A denial-of-service vulnerability in certain versions of BIND name servers has been patched, and network managers are urged to upgrade quickly to a secure version of the DNS software.
Attackers sending specially crafted queries with malformed data to a vulnerable BIND server could cause the system to crash.
“Authoritative and recursive servers are equally vulnerable,” according to an alert from the Internet Systems Consortium (ISC), which runs BIND. “Intentional exploitation of this condition can cause a denial of service in all nameservers running affected versions of BIND 9. Access Control Lists do not provide any protection from malicious clients.”
Open source versions 9.7.0 to 9.7.7, 9.8.0 to 9.8.5, 9.9.0 to 9.9.3-P1, and 9.8.6b1 to 9.9.4b1 are vulnerable, as are subscription versions 9.9.3-S1 and 9.9.4-S1b1.
The ISC also warns that all versions of BIND 9.7 are vulnerable but these versions are no longer supported and do not receive security patches from ISC.

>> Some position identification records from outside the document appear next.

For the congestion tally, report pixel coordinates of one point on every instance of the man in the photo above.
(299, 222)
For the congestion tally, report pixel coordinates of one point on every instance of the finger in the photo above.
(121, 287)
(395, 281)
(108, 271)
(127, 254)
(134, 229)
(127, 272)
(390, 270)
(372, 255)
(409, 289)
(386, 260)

“In addition to the named server, applications built using libraries from the affected source distributions may crash with assertion failures triggered in the same fashion,” ISC warns.
ISC adds that users should upgrade to a patch release most closely related to the current BIND version running in your environment.
According to a post on the Full Disclosure mailing list, the malformed rdata will cause a named daemon to crash while rejecting the malformed query.
More than a month ago, ISC patched a remotely exploitable denial of service flaw in BIND 9. An attacker exploiting the bug could crash recursive resolvers with a RUNTIME_CHECK error in resolver.c, the advisory said. That bug affected BIND 9.6-ESV-R9, 9.8.5, and 9.9.3 but did not affect versions 9.6.0 through 9.6-ESV-R8, 9.8.0 through 9.8.4-P2, and 9.9.0 through 9.9.2-P2.
These flaws come on the heels of a major vulnerability discovered and patched in late March that implicated millions of DNS servers running on UNIX systems. Exploits could not only crash DNS servers, but also compromise other applications running on a BIND server.
“A flaw in a library used by BIND 9.7, 9.8, and 9.9, when compiled on Unix and related operating systems, allows an attacker to deliberately cause excessive memory consumption by the named process, potentially resulting in exhaustion of memory resources on the affected server. This condition can crash BIND 9 and will likely severely affect operation of other programs running on the same machine,” the security advisory from the Internet Systems Consortium, which maintains BIND, says.